My current goal is to make it through November, then the month after that. One day at a time and one month at a time. Someday down the road when no one is paying attention I’ll learn to be like them and someone will catch me by surprise and get their fingernail in cracks of my armor.
The dream is not dead and it just kills me.
There are a billion things I want out of life – there is only about three or so that matter. Stick around, someday; I’ll share them with you, half-drunk under the fairy lights. Falling about the place.
———————————————-
I’ve spent the day listening to Múm and many other bands. There is something that doesn’t feel complete unless I’ve sonically injected myself with as much beautiful and emotionally tragic music as I can at any given moment.
The hardest part about quitting smoking these past two weeks is sitting in my car at night listening or when I take the long way home. There is some sort of trigger there, something with the heart just coming apart like a slowly cracked egg, that demands for me to slow down, find a different road, and enjoy one more smoke before returning to the real world.
———————————————————-
I’ve faded pretty much from sight; there are many people that have stopped talking to me regardless of my attempts (small as they may be) to continue on. We’re not responsible for the actions of others; I just hope they realize the truth of things.
There really is only so much Okkervil that is safe before losing oneself in the context.
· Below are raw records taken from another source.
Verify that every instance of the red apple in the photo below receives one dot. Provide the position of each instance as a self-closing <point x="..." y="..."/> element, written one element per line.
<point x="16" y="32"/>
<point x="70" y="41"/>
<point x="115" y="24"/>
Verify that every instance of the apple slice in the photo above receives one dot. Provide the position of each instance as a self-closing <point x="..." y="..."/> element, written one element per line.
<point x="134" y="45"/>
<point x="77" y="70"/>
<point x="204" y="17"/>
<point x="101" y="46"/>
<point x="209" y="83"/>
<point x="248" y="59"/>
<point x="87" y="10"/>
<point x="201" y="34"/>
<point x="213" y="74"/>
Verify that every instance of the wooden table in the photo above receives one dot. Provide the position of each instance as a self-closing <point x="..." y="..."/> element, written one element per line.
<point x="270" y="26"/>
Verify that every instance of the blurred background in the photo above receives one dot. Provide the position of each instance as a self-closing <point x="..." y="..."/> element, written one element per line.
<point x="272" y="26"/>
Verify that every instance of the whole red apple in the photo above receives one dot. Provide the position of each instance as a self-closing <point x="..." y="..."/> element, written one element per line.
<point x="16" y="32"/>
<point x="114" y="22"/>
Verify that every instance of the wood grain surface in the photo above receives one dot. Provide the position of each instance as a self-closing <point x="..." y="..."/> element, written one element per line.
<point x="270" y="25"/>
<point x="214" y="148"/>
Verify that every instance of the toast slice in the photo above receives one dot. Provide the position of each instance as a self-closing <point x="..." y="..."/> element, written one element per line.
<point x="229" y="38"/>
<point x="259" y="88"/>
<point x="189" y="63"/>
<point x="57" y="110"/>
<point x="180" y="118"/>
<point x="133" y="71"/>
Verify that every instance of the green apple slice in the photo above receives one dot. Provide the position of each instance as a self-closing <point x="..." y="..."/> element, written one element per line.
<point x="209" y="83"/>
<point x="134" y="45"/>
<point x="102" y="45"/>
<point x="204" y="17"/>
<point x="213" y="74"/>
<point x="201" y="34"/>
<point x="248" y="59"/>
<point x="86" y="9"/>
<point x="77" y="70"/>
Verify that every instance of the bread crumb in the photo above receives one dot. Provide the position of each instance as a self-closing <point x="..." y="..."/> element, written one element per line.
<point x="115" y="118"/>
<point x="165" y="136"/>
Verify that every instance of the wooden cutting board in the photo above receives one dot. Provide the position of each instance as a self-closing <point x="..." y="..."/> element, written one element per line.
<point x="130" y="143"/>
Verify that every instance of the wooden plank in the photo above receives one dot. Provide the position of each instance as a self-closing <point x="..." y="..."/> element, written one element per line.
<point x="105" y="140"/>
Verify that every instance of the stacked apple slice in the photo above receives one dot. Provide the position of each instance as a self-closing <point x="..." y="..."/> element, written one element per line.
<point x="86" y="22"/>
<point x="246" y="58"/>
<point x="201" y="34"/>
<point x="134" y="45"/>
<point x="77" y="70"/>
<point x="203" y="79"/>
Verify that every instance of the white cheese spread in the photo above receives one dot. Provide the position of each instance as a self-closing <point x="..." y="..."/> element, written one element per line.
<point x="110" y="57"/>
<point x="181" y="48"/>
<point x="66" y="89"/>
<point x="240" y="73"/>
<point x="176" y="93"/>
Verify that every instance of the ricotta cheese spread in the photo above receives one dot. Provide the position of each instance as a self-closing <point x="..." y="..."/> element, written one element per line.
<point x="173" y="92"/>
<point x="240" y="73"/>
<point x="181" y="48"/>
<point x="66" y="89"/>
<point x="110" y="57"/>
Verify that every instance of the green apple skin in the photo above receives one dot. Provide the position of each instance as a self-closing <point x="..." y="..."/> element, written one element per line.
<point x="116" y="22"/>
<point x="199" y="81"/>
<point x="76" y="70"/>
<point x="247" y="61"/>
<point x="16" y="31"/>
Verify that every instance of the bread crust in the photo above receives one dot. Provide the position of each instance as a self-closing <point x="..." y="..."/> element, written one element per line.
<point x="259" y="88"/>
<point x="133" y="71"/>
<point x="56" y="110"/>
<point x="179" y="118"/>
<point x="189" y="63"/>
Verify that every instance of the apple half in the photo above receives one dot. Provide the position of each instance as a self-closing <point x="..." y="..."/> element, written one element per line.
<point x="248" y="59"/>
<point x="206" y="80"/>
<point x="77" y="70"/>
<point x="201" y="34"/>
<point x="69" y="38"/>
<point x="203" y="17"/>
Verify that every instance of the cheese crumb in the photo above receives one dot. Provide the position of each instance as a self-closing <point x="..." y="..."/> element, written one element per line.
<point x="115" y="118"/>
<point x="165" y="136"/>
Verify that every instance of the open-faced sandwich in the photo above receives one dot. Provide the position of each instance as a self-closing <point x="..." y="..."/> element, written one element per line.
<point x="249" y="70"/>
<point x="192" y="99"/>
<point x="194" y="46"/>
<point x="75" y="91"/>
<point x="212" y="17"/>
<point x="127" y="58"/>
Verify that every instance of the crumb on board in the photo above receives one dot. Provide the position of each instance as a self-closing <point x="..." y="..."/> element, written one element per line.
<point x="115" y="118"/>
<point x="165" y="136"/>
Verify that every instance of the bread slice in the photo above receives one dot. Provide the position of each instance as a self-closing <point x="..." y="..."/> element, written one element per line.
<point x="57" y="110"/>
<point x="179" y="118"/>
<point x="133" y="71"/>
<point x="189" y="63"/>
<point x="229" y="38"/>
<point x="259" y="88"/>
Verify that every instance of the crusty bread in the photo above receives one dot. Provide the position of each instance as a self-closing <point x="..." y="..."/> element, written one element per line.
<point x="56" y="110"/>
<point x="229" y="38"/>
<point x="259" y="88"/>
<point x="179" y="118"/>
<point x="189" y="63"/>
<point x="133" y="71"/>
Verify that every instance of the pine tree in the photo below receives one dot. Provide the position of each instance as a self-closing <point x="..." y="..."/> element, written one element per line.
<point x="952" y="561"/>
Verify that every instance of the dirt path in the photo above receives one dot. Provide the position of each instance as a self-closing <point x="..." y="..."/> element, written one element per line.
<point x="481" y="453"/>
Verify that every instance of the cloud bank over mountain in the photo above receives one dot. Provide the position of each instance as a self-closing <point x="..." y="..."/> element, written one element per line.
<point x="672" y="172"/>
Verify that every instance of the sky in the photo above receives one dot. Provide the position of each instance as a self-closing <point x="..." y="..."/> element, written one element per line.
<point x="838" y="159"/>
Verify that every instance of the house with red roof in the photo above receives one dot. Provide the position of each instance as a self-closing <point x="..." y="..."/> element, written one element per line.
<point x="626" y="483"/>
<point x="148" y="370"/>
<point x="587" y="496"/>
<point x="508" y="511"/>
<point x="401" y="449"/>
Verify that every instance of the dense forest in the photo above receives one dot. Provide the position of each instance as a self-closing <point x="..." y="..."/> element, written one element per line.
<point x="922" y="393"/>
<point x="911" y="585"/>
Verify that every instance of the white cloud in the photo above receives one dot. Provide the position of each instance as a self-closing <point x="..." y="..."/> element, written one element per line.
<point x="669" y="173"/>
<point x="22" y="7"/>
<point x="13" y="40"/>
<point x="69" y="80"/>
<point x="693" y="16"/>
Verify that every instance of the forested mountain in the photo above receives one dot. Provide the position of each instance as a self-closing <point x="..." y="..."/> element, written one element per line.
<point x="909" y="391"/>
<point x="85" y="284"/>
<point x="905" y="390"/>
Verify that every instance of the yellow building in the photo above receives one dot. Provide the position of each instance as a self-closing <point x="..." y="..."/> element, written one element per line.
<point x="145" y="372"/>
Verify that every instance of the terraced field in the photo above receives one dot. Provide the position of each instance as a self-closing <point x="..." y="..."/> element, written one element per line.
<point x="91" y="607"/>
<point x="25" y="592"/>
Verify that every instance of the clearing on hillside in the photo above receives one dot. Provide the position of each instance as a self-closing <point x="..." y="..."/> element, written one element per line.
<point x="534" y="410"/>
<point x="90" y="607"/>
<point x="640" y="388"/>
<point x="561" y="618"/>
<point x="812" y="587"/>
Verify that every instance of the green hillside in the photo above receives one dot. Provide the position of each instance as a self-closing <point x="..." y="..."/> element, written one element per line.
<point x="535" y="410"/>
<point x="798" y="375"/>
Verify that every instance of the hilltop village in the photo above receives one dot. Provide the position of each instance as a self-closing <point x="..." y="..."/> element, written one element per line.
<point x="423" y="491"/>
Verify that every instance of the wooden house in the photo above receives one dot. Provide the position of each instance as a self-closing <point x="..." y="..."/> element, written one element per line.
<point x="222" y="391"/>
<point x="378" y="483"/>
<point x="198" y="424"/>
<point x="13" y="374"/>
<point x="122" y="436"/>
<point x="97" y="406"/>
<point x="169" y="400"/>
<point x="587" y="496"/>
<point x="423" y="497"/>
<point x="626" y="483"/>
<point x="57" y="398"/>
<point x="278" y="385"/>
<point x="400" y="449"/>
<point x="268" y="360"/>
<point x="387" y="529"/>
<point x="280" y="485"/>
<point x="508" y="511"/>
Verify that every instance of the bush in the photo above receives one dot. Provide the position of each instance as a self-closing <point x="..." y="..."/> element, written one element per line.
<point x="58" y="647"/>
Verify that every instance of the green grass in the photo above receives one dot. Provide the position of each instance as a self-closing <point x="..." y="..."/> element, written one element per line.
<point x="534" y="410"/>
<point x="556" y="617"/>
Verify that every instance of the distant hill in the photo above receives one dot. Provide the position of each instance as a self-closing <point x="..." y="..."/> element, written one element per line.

I’ll try to keep posting here for the people that are keeping count and tabs.
—————————————————
In closing: Recently, I was drunk and depressed, chatting aimlessly with a friend and they asked me what was on my mind and I told them: “Somewhere there is someone masturbating to ‘Fade Into You’ and someday I’ll find them and we’ll be together.” I didn’t care that they didn’t know who Mazzy Star was but I know I smiled the first honest and true smile in a very long time.